それがテンペストのことだとは、当時は思っていなかったろうが。
今はどうであろうか。
続けてティキが自らとニコデムスについてリナリアに語った後。
>「......テンペストというのは、どういう人物......妖精なのでしょうか。退屈しているとか言っていましたが」
リナリアではなく、彼女は奥に待っているテンペストについて尋ねる。
「テンペストはね、風の妖精。
退屈しちゃったというよりかは、簡単に言うと飽きちゃったの。
もうこの世の美しいものはあらかた見ちゃったって。
でも、そんなことあるはずがないわ。
人の数だけ美しいものはこの世界にある。
――ところで、美しいものと聞いてあなたたちは何を思い浮かべる?」
リナリアは問いかける。
美しいものとはなんであるか。
「歌、踊り、絵画、彫刻――それら芸術は勿論そうね。
でも、他にも肉体や精神、記憶にだって美しさは宿るでしょう?
要は審美眼に適うかどうか、ただそれだけ。
勝利や争いだって見方を変えれば美しいかもしれないわ」
* * *
一方でタタラに対して放った辛辣な言葉。
それは彼女を若干萎縮させるのに十分であった。
>『あんた何言ってるんすか?初対面の人にそんなこと言って非常識っすよ。

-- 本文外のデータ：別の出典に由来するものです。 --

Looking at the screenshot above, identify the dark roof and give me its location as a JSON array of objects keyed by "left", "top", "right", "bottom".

だいたいあんたもナイトメアでしょう?だったらナイトメアがそんなことでどんな扱い受けてきたか知ってるはずっすよね?』
そんなリナリアの言葉にプラリネは反射的に反論する。
自由を尊ぶル=ロウドの神官らしき行動である。
「――そうね、あなたは正しいわ。
テンペストは穢れを嫌悪している。
妖精であるのだからそこはもう仕方ないわね。
でも、妖精は穢れを嫌うだけの知能しかないわけではないわ。
我慢もできるし妥協もできる......テンペストのような格の高い妖精なら尚更ね。
だから、大切なのは――わかるでしょう?」
リリアナの顔がタタラの目の前に近づく。
そして、唇が紡ぎ出す言葉は。
「大切なのは、あなたがどうしたいか。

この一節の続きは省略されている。